A '50s-style rock group, Lil' Elmo and the Cosmos, yielded the stage shortly before midnight to the troupe of magicians. The crowd repeatedly clamored to see a woman sawed in half, but had to settle for more wholesome entertainment, including a few dazzling routines in which a lighted torch was changed into a scarf, and a pigeon was pulled from a lit cigarette. But the magicians' best trick, no doubt, was the one that at the stroke of midnight turned 1987 into 1988.
The Midnight Magic committee included Marina Marrelli, Al and Paula Wasserman, Lance Abbott, Stephanie Owens, Wenda Wencke, Lyman Dennis, Sandra Shovers, Rene Roques, Leslie Reeder, Meleah Nelson, Stoddard King, Twila Shakespeare, Leslie Hanna and Ellen Mower.
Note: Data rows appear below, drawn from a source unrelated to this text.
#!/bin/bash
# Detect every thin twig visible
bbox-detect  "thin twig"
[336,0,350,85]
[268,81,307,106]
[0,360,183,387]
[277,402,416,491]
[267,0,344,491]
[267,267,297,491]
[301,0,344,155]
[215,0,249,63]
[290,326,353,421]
CORONADO--Former Iowans Donna and Bill Lynch took Wyoming natives Ann and Sen. Alan Simpson (R-Wyo.) for a ride Dec. 29, the night before the University of Iowa Hawkeyes took the University of Wyoming Cowboys for a ride at the 10th annual Holiday Bowl, played on the turf at San Diego Jack Murphy Stadium.
Iowans and Wyomingites, Democrats and Republicans (and, one supposes, bulls and bears) all were brought aboard the Lynches' "Renown" by George Mitrovich for a slow, glamorous cruise of San Diego Bay. Other than the Wyoming delegation, which included the Simpsons' sons and daughters-in-law (Bill and Debbie, and Colin and Shelley), the contingent of some 40 guests consisted of key members of Mitrovich's City Club, to which the senator gave a formal address the next day.
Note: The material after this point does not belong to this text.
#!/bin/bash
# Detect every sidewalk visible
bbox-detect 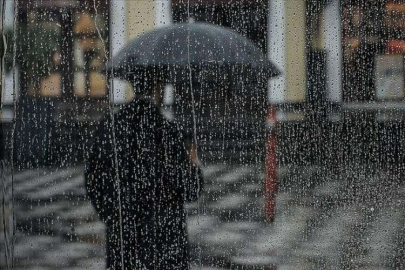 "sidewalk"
[3,164,405,269]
Sen. Simpson made a quick hit with the crowd by employing the easy wit that reportedly serves him well in his role as Senate Minority Whip. He steered his way around thorny political questions quite neatly through the three-hour cruise--until the boat docked. At that moment, just when most of the guests were eager for a taste of dry land, Simpson took the microphone and offered to give an address on the importance of preserving the domestic uranium industry, especially as it affects Wyoming. The crowd applauded when they realized that Simpson was making his final jest of the evening--and then dashed ashore before he could change his mind.